The authors developed the Mentalized Affectivity Scale (MAS) - a novel assessment model which breaks emotion regulation into three elements:
- Identifying: the ability to identify emotions and to reflect on the factors that influence them (e.g. childhood events)
- Processing: the ability to modulate and distinguish complex emotions
- Expressing: the tendency to express emotions outwardly or inwardly
Jurist and Greenberg administered the MAS to nearly 3,000 adults online. Statistical modeling of the results showed: processing emotions delineates from identifying them and expressing emotions delineates from processing them.
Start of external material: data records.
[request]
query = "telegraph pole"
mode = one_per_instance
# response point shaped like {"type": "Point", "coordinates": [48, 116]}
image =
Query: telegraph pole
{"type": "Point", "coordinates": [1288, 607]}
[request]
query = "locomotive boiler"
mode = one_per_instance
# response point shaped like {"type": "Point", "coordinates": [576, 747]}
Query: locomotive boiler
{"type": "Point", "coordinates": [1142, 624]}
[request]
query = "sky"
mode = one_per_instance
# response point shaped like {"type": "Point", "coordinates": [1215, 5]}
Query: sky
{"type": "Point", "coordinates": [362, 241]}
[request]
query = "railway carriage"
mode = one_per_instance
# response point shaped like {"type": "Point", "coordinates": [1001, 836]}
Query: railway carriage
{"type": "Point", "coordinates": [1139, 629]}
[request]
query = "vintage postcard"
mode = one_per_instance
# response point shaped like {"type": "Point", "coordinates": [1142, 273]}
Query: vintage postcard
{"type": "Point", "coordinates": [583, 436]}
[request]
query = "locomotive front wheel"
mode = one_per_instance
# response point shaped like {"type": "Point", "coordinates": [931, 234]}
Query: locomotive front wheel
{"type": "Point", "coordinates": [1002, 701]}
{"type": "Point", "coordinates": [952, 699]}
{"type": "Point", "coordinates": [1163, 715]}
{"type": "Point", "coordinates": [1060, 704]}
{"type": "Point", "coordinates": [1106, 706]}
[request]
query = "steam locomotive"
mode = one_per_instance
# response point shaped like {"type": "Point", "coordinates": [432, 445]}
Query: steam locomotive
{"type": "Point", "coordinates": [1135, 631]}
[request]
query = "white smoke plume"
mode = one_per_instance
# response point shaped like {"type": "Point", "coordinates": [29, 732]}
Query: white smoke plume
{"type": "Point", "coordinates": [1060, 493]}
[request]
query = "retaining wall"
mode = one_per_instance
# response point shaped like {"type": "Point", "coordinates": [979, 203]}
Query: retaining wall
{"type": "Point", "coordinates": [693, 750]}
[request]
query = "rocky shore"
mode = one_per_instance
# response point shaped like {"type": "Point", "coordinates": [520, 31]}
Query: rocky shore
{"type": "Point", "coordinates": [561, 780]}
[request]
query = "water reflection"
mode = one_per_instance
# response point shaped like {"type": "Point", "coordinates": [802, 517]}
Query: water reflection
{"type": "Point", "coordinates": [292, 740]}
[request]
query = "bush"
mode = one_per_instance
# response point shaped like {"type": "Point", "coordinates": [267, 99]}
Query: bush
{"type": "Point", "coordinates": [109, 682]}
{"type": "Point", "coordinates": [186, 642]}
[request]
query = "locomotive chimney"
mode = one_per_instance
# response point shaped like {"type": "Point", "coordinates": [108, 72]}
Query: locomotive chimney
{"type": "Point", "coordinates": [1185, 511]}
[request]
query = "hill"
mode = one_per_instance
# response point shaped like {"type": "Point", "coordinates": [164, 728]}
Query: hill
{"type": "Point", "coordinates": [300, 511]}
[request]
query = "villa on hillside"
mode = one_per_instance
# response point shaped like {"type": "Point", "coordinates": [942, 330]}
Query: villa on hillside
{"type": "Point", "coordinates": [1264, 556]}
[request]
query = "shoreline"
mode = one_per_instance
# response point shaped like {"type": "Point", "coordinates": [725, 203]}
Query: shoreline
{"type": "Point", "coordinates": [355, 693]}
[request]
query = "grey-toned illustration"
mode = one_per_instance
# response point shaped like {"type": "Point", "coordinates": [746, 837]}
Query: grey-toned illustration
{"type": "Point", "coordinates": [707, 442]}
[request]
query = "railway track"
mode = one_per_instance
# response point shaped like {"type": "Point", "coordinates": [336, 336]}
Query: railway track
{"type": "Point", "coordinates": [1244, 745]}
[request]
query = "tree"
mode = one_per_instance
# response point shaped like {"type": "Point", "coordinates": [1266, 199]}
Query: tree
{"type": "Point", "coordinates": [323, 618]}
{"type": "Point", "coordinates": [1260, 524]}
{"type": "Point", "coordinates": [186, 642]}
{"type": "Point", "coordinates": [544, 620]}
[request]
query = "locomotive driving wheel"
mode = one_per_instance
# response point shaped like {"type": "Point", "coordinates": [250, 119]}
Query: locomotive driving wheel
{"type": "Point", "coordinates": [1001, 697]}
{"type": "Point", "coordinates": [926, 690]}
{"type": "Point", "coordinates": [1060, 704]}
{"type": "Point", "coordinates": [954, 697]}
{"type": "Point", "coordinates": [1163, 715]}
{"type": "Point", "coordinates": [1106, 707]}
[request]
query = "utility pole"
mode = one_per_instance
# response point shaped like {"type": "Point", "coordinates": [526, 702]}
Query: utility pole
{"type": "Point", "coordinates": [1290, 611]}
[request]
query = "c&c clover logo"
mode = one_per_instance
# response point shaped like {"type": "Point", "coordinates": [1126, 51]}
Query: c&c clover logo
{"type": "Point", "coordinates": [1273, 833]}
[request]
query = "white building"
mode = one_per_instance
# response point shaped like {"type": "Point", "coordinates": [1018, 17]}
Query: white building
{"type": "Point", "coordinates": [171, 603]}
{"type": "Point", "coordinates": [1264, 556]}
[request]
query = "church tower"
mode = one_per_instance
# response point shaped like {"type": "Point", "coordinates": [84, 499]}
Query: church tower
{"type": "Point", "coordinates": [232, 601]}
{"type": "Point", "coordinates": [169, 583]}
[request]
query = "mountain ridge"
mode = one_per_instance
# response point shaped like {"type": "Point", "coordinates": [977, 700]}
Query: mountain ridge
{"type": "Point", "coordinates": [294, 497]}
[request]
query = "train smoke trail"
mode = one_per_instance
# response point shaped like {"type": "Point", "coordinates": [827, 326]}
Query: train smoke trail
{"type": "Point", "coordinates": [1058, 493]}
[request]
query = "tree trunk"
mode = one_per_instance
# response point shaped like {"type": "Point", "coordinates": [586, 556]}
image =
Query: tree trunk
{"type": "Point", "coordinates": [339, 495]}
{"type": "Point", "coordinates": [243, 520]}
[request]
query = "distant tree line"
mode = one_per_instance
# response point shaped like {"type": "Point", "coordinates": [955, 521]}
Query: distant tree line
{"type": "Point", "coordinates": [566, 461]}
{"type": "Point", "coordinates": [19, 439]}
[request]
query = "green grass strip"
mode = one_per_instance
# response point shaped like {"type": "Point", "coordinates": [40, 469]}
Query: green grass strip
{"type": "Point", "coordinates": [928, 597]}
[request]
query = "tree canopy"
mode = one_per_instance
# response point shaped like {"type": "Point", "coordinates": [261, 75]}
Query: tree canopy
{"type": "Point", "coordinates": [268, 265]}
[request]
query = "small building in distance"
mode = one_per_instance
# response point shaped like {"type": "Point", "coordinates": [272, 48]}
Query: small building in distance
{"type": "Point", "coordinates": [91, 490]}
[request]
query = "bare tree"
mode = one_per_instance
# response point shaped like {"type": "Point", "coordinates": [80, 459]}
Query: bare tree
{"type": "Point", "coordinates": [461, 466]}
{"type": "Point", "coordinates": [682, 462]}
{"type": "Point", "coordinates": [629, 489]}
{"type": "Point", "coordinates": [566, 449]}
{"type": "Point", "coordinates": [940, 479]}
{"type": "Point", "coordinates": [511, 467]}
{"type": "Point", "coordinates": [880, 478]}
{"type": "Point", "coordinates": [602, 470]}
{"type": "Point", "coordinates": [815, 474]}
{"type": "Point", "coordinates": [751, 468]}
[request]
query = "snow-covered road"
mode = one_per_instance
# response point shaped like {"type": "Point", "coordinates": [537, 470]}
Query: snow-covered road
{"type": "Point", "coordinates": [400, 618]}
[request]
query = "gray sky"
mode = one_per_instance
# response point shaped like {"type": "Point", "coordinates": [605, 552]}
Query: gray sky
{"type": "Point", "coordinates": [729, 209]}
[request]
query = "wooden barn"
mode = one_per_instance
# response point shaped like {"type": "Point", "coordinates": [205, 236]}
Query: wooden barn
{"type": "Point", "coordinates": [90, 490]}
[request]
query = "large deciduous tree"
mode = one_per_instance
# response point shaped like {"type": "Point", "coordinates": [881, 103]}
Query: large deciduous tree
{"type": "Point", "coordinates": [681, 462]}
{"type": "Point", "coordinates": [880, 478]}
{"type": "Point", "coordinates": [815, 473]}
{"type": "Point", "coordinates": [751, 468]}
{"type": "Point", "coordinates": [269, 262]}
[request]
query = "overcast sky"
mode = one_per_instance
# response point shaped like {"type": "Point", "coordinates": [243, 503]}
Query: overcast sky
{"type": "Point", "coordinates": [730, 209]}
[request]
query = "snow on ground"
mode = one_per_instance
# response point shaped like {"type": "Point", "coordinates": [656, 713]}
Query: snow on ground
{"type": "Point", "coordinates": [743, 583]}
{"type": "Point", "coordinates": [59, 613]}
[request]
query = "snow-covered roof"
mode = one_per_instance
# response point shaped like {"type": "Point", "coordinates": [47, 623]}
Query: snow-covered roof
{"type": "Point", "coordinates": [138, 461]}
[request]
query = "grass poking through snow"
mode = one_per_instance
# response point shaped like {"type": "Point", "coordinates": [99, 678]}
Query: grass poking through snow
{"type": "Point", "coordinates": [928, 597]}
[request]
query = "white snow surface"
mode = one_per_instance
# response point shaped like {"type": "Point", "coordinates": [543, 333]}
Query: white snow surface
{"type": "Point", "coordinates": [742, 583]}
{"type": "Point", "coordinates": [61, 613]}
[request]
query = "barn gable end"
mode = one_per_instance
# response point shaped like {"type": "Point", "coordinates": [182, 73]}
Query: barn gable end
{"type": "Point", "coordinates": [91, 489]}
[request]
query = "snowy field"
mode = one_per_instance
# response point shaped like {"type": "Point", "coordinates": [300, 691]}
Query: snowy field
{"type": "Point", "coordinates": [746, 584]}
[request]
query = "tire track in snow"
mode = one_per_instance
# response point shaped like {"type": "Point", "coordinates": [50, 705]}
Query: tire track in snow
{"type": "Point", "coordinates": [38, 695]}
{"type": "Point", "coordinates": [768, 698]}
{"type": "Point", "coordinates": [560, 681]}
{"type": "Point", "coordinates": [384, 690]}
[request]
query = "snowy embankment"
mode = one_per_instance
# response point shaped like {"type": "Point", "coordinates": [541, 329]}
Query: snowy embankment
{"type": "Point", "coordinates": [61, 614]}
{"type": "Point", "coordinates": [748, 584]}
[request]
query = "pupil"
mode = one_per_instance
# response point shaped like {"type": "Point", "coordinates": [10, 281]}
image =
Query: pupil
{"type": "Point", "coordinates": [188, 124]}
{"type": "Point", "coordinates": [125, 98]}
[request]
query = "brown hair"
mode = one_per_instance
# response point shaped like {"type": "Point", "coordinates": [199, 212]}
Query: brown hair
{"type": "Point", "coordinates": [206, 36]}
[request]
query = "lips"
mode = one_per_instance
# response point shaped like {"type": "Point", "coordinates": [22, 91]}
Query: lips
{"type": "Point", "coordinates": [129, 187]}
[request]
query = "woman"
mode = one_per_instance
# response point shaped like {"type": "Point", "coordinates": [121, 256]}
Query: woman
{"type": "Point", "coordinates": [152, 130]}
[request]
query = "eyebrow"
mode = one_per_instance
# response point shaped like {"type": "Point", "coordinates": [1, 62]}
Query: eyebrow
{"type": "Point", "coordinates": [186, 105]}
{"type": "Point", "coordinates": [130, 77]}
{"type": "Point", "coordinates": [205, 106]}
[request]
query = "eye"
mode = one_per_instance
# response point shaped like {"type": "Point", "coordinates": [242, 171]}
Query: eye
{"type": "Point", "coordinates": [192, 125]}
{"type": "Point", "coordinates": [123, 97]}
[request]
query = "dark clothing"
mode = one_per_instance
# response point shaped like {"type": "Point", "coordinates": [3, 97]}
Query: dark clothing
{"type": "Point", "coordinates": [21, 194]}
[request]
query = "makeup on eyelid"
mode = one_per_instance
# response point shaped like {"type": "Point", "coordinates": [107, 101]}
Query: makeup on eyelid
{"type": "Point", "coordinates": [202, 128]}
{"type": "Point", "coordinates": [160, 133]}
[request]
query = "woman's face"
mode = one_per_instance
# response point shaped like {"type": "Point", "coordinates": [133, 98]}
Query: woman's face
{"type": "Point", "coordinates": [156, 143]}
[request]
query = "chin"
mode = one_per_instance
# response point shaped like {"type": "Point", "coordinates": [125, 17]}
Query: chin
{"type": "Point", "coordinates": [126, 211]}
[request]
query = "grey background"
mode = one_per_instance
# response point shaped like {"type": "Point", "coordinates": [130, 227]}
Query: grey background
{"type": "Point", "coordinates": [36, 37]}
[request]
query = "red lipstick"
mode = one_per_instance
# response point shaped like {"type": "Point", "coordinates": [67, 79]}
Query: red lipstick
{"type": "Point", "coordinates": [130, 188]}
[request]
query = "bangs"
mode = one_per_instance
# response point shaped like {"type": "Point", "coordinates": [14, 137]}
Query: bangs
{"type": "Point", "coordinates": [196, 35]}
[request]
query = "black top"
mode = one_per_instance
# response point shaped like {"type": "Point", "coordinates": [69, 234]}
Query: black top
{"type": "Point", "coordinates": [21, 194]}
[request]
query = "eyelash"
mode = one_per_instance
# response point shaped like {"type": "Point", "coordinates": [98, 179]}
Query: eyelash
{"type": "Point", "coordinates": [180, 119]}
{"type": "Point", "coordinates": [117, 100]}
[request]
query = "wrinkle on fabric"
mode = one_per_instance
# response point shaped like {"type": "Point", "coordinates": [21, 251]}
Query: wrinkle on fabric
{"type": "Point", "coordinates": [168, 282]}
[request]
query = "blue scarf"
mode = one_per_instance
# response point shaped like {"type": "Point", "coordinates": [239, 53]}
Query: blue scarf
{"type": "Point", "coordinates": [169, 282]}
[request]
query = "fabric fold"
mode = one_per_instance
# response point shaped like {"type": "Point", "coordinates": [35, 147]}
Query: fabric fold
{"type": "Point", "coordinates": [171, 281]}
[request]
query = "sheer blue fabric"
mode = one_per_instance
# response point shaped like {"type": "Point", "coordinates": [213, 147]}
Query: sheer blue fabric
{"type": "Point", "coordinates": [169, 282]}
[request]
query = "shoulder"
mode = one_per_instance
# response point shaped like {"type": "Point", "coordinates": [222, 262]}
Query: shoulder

The team of psychologists also found that emotion regulation was linked to personality and wellbeing in surprising and unexpected ways and that the ability to process and modulate emotions was a positive predictor of wellbeing beyond personality and demographic information. As the accompanying chart shows, one of the most important findings was how the three elements linked to the participants' prior clinical diagnoses across anxiety, mood, eating, and neurodevelopmental disorders.
"We have introduced a way for psychologists and psychiatrists to use emotion regulation to supplement diagnoses," said Greenberg, the lead author who is a postdoc student at Colin Powell School for Civic and Global Leadership.
Jurist, the senior author and director of the Mentalized Affectivity Lab at CCNY and Professor at the Colin Powell School for Civic and Global Leadership said: "For the first time we have empirical evidence for the validity and usefulness of the theory that can be carried out into the mainstream by neuroscientists, emotion researchers and psychiatrists."